TANGERANG
Dengan adanya pembangunan jalan tol ini masalah ini terjadi kembali, karena
salah satu pihak yang menyatakan bahwa dalam kepemilikan tanah tersebut
adalah miliknya yaitu ibu Romlah binti Patma berdasarkan girik yang ia miliki.
Tetapi diatas lahan adat dan bukti girik yang ia miliki tidak dapat menutup
kemungkinan bahwa rentang atas kesengketaan tanah. Karena berdasarkan hukum
yang berlaku bawah tanah girik itu merupakan tanah yang memiliki tanda
kepemilikan berdasarkan hukum adat. Tanda kepemilikan ini bukanlah sertifikat
tanah, jadi kepemilikannya tidak tercatat di kantor pertanahan.

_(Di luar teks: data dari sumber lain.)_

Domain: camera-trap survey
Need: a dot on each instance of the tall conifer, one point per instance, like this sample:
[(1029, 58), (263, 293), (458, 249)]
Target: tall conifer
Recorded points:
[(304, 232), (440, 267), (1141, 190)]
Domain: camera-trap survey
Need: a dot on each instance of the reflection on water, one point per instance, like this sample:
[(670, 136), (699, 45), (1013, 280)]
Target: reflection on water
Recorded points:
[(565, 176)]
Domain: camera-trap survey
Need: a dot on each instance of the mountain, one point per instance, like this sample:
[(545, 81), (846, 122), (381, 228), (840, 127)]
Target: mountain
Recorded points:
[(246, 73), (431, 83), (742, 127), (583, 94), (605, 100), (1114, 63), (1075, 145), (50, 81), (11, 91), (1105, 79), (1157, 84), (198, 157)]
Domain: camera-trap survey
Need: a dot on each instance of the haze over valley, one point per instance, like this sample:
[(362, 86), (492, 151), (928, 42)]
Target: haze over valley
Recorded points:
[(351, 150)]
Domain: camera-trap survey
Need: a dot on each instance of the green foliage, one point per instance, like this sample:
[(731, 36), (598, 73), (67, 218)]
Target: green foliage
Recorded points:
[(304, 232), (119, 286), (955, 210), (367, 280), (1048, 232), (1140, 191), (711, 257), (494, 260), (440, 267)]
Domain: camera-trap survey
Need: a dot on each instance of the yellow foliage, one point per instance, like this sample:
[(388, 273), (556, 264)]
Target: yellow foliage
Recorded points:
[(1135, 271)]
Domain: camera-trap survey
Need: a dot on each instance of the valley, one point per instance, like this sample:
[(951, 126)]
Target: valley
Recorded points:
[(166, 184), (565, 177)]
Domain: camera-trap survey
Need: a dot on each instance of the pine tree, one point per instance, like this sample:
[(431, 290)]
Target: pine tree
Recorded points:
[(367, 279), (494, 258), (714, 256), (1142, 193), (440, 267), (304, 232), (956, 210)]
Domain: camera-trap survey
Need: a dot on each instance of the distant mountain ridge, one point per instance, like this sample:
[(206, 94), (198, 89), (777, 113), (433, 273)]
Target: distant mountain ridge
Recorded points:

ketika kita menilik pasal 5 Undang-undang Pokok Agraria tahun 1960, tanah girik
dapat dijadikan dasar untuk memohon hak atas tanah. Sebab pada dasarnya
hukum pertanahan di Indonesia bersumber pada hukum tanah adat yang tidak
tertulis.
Akan tetapi Setelah berlakunya UUPA dan PP No. 10 Tahun 1961 dirubah
menjadi PP No. 24 Tahun 1997 tentang Pendaftaran Tanah; bukti kepemilikan hak
atas tanah yang diakui hanyalah sertifikat hak atas tanah. Jadi, setelah berlakunya
UUPA ini, girik tidak lagi diakui sebagai bukti hak atau kepemilikan atas tanah.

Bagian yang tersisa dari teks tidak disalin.